How to secure a laptop?

Many people are installing laptop-tracking software such as LoJack for Laptops, which can certainly aid in recovery. The problem is that by the time the system is recovered, sensitive information on the laptop could've been compromised.

The only truly secure solution (although still not 100% -- nothing is) to keep information from being compromised is to use a whole disk encryption technology such as PGP Whole Disk Encryption, Voltage Security SecureDisk, and SecurStar DriveCrypt Plus Pack. They're independent of the operating system and use much stronger encryption technologies and some can even be centrally managed reducing administrative burdens. Even if stolen computers are powered on, as long as the entire drive is encrypted and the screen is locked, the only option for the criminal is to reboot the system to try and get in. Once he does that, he'll be prompted for a passphrase to unlock the drive. As long as the passphrase to encrypt the drive is strong -- he's at a dead-end. Also, be on the lookout for BitLocker Drive Encryption in Windows Vista as well as the built-in encryption features in the new Seagate Momentus drives. These technologies seem promising as well.

Remember that policies enforced by technologies -- not just trusting users to do the right thing -- will keep sensitive information on your computers from being compromised. Sure, it's going to cost money (up front and ongoing) in both software licenses and operational costs. But that seems like a better alternative than losing credit card merchant privileges, explaining to one or more government regulatory bodies why your stolen systems weren't protected or having to notify every single person whose information is believed to be compromised.

Here are some final takeaways to keep your laptops and other stolen computers safe:

1. Look at your laptop vulnerabilities from a malicious-eye view and revisit this issue often.
2. Educate your users -- over and over again until it's ingrained in their minds -- that thoughts like "I'm just going to run into the grocery store real quick -- the laptop will be OK in the car" and "I just need to step into the restroom real fast -- others in the coffee shop will lookout for my stuff" are very dangerous and can end up getting a lot of people in trouble.
3. Ensure screens are getting locked via CTRL-ALT-DEL or a short screensaver timeout.
4. Configure Windows to require passwords to be entered upon return from hibernate, suspend or a screensaver time out.
5. Most importantly, use whole disk encryption with strong passphrases.

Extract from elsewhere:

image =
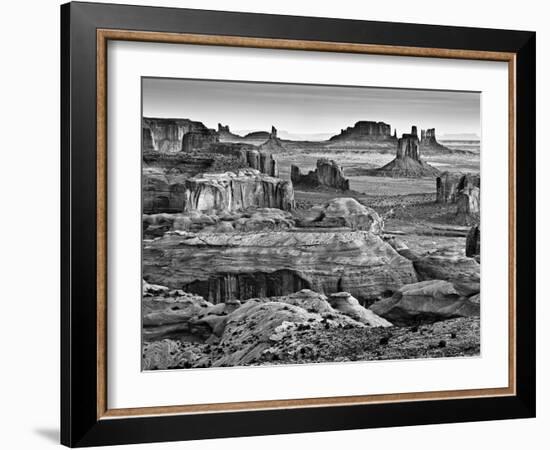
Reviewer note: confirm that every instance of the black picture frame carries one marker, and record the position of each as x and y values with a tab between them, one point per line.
80	425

There's always the chance that your stolen systems will be sold, new software will be reloaded, and nothing bad will ever come of it. However, you've got to look at the worst-case scenario. Given that so much information is being stored in so many different places, without whole disk encryption in place combined with sensible password and screen-locking technologies, there's not really any way to be sure everything's protected at all times. That's a risk no savvy business person should ever be willing to take.